Kinoscope outside the Ballets Russes Exhibition

Independent of, and yet extending the Ballets Russes exhibition, a Kinoscope, a contemporary re-imagining of the Kinetoscope peephole projector invented by Thomas Edison and W.K.L. Dickson in the early 1890s, has been placed in Gallery 33 close to the entrance of Diaghilev. It is also close to the V&A’s photography gallery.

Kinetoscopes were one of the first devices for the public to view short films and they were the first to exhibit, for example, serpentine dances à la Loïe Fuller. Designed by Mark Garside, the Kinsocope uses digital technology to allow the viewer to control the speed of film projection: you simply turn the wheel to animate the costumes. Six have been placed around London for the duration of the 3rd Fashion in Film Festival which runs until 14 December and the V&A’s striking black and white machine will remain in situ until 15 December.Although in the late C19th kinetoscopes were often arranged in ‘parlours’ we only have one. At present there is no Fuller on the screen.

The short films which can be viewed in the V&A’s kinetoscope are Le Trobadour a French stencil- coloured Pathé Frères film in the style of Georges Méliès. This is followed by Danse de l’éventail (1902) by Gaston Velle performed in a floral setting.
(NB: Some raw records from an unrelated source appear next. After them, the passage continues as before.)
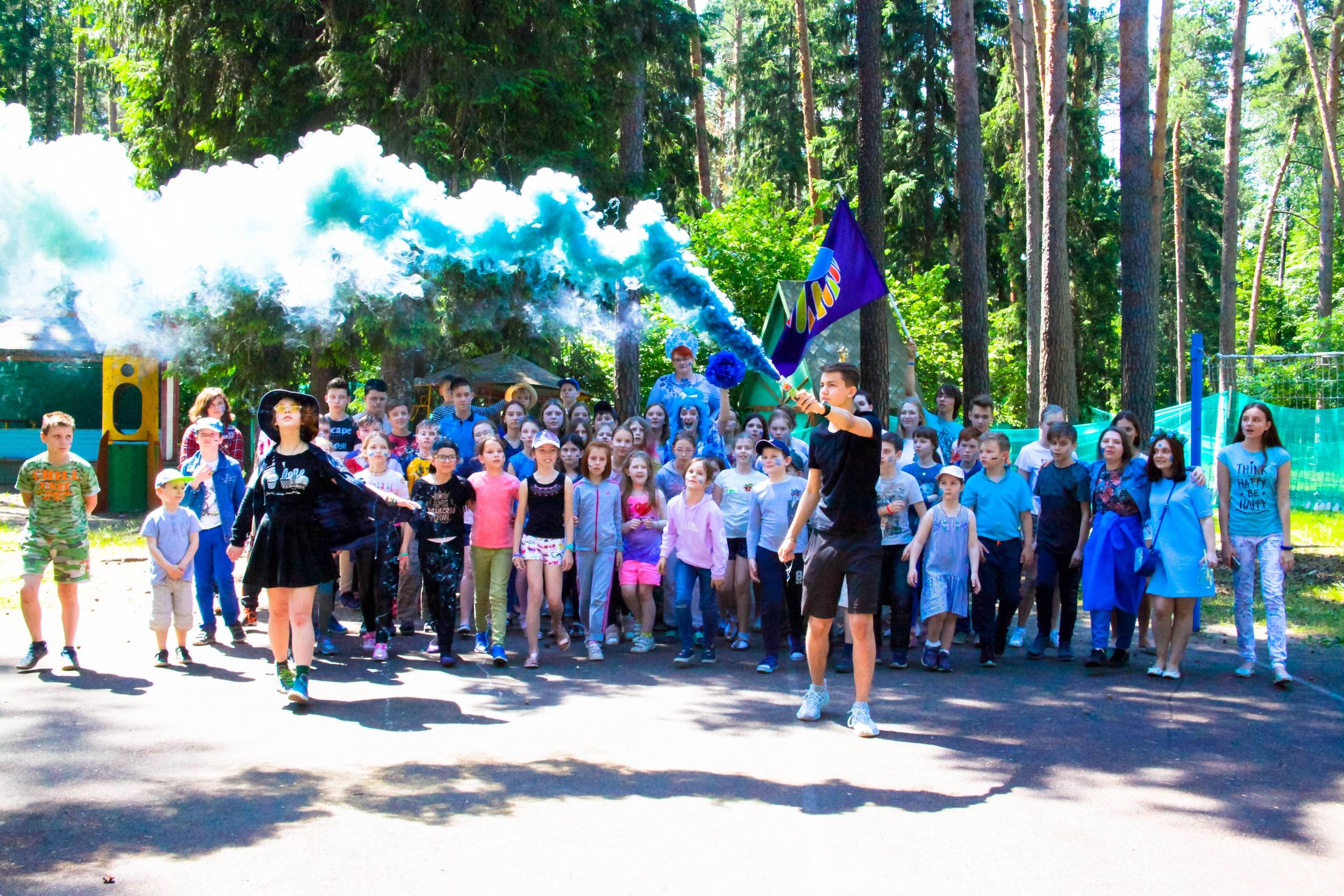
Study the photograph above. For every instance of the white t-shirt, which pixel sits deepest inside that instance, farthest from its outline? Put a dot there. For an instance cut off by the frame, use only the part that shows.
(737, 500)
(1030, 460)
(387, 481)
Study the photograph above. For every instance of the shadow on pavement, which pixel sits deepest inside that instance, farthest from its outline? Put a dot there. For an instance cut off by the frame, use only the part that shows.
(188, 821)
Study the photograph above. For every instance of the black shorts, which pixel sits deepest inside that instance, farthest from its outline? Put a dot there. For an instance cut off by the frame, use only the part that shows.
(835, 559)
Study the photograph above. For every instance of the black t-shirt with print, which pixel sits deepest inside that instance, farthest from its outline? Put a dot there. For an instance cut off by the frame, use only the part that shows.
(850, 468)
(441, 507)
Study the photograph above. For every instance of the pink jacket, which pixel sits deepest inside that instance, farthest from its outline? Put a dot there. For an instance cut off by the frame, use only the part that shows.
(697, 535)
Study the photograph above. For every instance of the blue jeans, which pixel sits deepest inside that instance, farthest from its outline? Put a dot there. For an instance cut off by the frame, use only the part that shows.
(686, 578)
(215, 573)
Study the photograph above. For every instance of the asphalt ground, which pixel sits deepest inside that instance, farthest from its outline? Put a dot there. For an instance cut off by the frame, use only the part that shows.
(632, 777)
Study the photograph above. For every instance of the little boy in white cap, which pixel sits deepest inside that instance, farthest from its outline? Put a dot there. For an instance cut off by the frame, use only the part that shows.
(172, 535)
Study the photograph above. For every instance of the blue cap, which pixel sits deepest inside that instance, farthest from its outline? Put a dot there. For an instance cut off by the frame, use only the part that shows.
(169, 476)
(776, 444)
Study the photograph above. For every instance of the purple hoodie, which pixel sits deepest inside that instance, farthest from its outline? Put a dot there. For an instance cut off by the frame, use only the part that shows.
(697, 535)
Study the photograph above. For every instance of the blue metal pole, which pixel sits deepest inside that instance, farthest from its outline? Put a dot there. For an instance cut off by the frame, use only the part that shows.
(1196, 397)
(1196, 417)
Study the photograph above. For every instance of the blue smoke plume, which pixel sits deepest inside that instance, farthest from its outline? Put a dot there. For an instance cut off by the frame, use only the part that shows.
(332, 219)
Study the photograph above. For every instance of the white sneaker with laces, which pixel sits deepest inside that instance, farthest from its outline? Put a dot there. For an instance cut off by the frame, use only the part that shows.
(860, 721)
(814, 702)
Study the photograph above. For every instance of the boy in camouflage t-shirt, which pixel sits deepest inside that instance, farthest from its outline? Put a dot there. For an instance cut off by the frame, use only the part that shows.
(59, 489)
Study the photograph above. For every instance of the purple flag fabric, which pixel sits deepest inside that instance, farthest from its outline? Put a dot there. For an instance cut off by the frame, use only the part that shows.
(844, 277)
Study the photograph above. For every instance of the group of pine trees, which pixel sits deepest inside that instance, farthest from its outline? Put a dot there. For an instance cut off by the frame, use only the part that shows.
(1034, 260)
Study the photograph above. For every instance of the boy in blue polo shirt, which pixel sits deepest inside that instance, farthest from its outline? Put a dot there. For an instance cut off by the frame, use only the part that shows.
(1003, 508)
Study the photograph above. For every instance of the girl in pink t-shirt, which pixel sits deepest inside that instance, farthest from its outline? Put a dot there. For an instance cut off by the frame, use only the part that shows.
(492, 546)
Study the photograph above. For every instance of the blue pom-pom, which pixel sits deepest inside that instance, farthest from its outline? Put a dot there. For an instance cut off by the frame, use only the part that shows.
(725, 370)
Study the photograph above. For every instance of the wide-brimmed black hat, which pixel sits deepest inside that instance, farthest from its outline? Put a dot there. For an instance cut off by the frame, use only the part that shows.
(267, 410)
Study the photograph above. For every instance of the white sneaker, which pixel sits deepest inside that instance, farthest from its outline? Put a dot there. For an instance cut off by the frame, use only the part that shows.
(862, 722)
(814, 702)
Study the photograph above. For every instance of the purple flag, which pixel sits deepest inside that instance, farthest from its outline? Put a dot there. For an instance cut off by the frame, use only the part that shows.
(844, 277)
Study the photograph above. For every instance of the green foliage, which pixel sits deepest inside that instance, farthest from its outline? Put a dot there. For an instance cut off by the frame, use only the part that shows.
(753, 241)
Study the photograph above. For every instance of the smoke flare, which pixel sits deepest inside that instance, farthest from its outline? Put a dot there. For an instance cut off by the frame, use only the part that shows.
(332, 219)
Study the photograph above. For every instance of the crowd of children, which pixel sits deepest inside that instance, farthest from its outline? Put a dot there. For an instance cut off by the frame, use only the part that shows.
(524, 513)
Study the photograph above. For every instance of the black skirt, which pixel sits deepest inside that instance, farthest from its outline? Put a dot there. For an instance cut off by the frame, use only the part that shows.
(289, 554)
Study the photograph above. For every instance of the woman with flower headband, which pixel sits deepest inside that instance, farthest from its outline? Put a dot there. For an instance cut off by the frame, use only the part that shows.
(670, 388)
(1180, 530)
(304, 510)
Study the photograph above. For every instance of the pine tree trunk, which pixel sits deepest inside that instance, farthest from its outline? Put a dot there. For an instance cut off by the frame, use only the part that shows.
(1059, 379)
(971, 188)
(631, 156)
(810, 107)
(1264, 244)
(1023, 33)
(1138, 279)
(1179, 251)
(1232, 183)
(702, 131)
(737, 101)
(1326, 275)
(1321, 100)
(1159, 157)
(875, 316)
(81, 53)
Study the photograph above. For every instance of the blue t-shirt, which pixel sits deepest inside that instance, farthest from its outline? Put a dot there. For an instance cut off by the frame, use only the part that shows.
(1253, 510)
(998, 505)
(174, 534)
(928, 480)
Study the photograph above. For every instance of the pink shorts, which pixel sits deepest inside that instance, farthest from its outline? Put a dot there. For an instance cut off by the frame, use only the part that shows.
(639, 573)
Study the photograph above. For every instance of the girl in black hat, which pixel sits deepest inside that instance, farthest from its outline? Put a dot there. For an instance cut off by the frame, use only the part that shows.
(304, 508)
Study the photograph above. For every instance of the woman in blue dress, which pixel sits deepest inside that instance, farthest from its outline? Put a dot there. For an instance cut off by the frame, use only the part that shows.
(1120, 489)
(1182, 531)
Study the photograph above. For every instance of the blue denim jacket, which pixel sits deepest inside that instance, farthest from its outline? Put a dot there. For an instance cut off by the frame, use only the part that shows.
(1133, 479)
(229, 489)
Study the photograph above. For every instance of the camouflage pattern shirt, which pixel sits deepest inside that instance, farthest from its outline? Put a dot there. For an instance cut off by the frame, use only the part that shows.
(58, 496)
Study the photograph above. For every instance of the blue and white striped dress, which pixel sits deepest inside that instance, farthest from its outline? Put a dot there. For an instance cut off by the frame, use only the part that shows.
(947, 567)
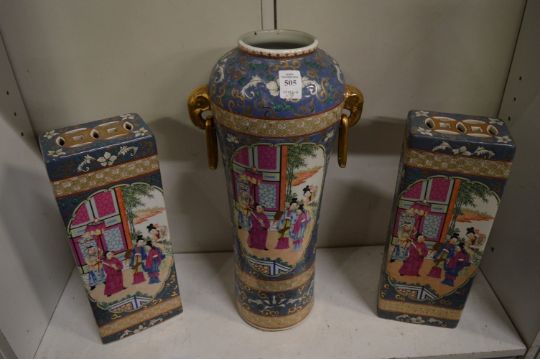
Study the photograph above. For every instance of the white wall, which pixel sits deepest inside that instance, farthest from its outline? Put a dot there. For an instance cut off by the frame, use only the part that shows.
(511, 263)
(35, 259)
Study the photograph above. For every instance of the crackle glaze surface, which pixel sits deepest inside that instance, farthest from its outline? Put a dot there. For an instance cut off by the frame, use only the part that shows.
(275, 153)
(110, 196)
(452, 175)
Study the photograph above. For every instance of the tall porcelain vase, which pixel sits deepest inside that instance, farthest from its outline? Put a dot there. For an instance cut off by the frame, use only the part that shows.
(276, 103)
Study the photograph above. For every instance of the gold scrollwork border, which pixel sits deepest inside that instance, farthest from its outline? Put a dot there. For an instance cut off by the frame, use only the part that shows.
(274, 323)
(277, 128)
(419, 309)
(140, 316)
(105, 176)
(457, 164)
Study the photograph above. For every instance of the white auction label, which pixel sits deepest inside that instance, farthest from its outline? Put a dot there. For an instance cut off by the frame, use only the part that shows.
(290, 84)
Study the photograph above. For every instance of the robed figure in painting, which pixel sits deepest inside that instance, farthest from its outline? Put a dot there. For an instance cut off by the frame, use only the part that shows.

In this the dancer’s butterfly costume becomes a fan manipulated in Fuller style. The main feature, so to speak, is The Dancer’s Dream(1905) directed by JH Martin for Paul’s Animatograph, in which a woman falls asleep by the fire. In her dream she is by the sea and changes into a bathing belle stalked by a photographer with a portable box camera. She dives below the sea and comes up into a snowy landscape. Her bathing costume is transformed by her ‘fairy godmother’ into skating attire for a scene closer to Matthew Bourne’s Nutcracker! than Frederick Ashton’s Les Patineurs. She is then transformed again wearing a dark brief costume (an apparent change from white to black) with a net cape before waking in her chair her day dress having caught alight. The dancer uses pointe work but her posture is very different from that of a modern dancer and the whole sequence is indicative of popular ballet in the decade before Diaghilev. The final sequence is from the Topical Budget newsreel of 1922 showing the women who arrived to take part in the Daily Sketch’s Rush for Fame when Norma Talmadge was to select a potential new film star. From vamps to Mary Pickford look-alikes it is a delightful display of feminine fashion with a superb collection of millinery at the time when the cloche was just taking over from wide-brimmed hats. This is what Diaghilev’s audience looked like in the early 1920s.

It is well-worth pausing to view before entering the exhibition.